Friday 5 April 2013

Day 335 - a digression, but a related one

This morning the UK woke up to the article you can find here. Now, I view this blog purely as a space to document my progress towards my goal, and consequently try not to veer off topic too frequently, if at all, particularly in relation to politics. (Although I imagine it's pretty obvious by this point that I'm left-leaning, and not just because of my spinal curvature!) This is why I refrained from penning a post on the recent drastic welfare reforms to which the country has been subjected, however much I may (vehemently) oppose them - because, despite the significant impact the changes will certainly have (and have had) on my lifestyle and on those of the people I care about, they aren't directly relevant to the subject of this blog.

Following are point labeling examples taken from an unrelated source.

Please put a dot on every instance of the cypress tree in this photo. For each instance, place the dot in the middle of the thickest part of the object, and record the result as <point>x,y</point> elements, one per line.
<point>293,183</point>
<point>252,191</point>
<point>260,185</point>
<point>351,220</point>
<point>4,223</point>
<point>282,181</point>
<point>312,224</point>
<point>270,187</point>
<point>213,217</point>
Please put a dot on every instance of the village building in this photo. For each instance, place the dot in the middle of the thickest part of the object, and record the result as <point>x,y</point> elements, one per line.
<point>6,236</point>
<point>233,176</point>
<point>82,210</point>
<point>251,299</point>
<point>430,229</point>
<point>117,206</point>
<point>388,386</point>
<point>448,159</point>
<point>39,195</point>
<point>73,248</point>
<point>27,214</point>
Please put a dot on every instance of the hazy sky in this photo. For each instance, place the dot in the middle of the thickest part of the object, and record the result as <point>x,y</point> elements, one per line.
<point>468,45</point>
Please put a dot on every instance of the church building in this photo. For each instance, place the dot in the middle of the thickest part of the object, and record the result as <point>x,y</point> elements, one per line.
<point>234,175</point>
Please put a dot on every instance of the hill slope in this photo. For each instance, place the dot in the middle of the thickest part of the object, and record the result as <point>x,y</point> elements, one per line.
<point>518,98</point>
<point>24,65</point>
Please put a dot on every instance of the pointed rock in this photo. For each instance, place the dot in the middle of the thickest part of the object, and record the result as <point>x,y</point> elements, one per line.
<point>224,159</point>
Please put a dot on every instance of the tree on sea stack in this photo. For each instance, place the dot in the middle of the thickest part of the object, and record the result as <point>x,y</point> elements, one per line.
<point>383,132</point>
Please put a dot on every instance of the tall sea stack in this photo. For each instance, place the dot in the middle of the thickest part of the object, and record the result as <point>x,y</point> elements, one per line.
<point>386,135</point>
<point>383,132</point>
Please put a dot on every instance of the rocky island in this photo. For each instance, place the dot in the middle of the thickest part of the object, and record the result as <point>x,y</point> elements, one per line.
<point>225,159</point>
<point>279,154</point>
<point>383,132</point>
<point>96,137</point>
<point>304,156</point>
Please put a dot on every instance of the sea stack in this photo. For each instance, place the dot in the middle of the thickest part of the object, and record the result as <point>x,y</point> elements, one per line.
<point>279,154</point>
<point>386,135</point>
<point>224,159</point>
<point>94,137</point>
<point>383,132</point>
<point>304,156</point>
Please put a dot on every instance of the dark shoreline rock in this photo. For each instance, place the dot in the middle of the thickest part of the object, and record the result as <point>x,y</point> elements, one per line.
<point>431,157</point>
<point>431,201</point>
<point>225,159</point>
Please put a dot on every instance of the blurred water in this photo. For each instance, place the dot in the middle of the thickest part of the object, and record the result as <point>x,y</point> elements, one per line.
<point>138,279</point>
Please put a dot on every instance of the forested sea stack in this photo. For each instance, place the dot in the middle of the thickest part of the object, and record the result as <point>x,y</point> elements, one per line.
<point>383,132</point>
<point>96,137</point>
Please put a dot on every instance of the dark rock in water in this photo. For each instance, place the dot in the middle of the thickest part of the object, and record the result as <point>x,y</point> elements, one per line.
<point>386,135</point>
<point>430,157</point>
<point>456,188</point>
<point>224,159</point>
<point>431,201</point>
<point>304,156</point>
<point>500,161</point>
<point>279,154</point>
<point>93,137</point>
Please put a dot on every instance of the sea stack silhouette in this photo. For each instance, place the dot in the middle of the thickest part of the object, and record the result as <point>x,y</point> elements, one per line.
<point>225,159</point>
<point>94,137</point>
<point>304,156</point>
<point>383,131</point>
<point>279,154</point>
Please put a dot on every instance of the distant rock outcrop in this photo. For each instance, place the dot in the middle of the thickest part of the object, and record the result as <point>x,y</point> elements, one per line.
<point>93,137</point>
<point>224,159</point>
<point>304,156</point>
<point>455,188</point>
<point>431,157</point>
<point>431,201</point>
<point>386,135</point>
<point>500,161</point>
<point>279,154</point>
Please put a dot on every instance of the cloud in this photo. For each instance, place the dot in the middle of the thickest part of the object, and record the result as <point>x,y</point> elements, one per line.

Today, though, I'm going to flout my own rule and add my two-penn'orth to the indignation provoked by the evidence of the article linked above - namely pictures of the Chancellor of the Exchequer, George Osborne, standing next to his chauffeur-driven Land-Rover as it was parked in a disabled parking space. A space which, last time I checked, he had no need for - nor, indeed, any legal right to use. If the former reason (lack of need) was not enough to cause the outrage that it has, then the latter (illegal [mis]use of public property, punishable by fine) ought to be a more than sufficient impetus.

I emphasise the illegality of his actions because they come from a man at whose behest the UK government have recently been taking ordinary Britons, their electorate, to task for living in ways with which they do not agree because they do not find them expedient or economically viable. Housing benefit for some of the most needy and vulnerable people in our society has been cut, along with the introduction of a 'bedroom tax' which will affect tenants of council properties which have spare rooms and are deemed to be underoccupied. (Now, I'm all for efficient use of council housing, but not when it means that families quite within their rights to have an extra room are in danger of being evicted, nor when people with disabilities who require carers or PAs are told that it doesn't count. It means that when I graduate in the summer I won't be able to live independently of my mum, although the flat we currently share is adapted for my needs, because a PA 'could sleep on a sofa-bed in the lounge' and doesn't need a room of their own.) These 'reforms' come at the same time as a large-scale, and quite simply brutal, overhaul of the once-trusted National Health Service on which so many people depend - as well as the abolition of the Disability Living Allowance and its conversion into the less-accessible (but sneakily-named) Personal Independence Plan.

As I've said, I wouldn't normally be so explicit about the impact of changes in legislation on my life, and I don't want to turn this post into a rant. After all, I'm lucky enough to be able to speak, and thereby can at least vocalise the problems I face independently of anyone else - and I'm receiving a university education. I am very privileged in these senses, and wouldn't seek to deny it. My only aim in writing about this today is to highlight how many of my friends who have disabilities, and how many people across the country, have been affected and do not have the support available to do anything about it. For us to see today that the Chancellor of the Exchequer (the man who on the one hand has been praising the potential of our 'aspiration nation' and on the other has been accusing us of cheating the system and wasting money) has so little awareness of the lives of people like us that he parks in a disabled bay, is to have a bucketful of salt chucked in our wounds.

In closing, then, as a young woman with cerebral palsy I have this to say to George Osborne - you want my disabled parking bay, you take my disability, too.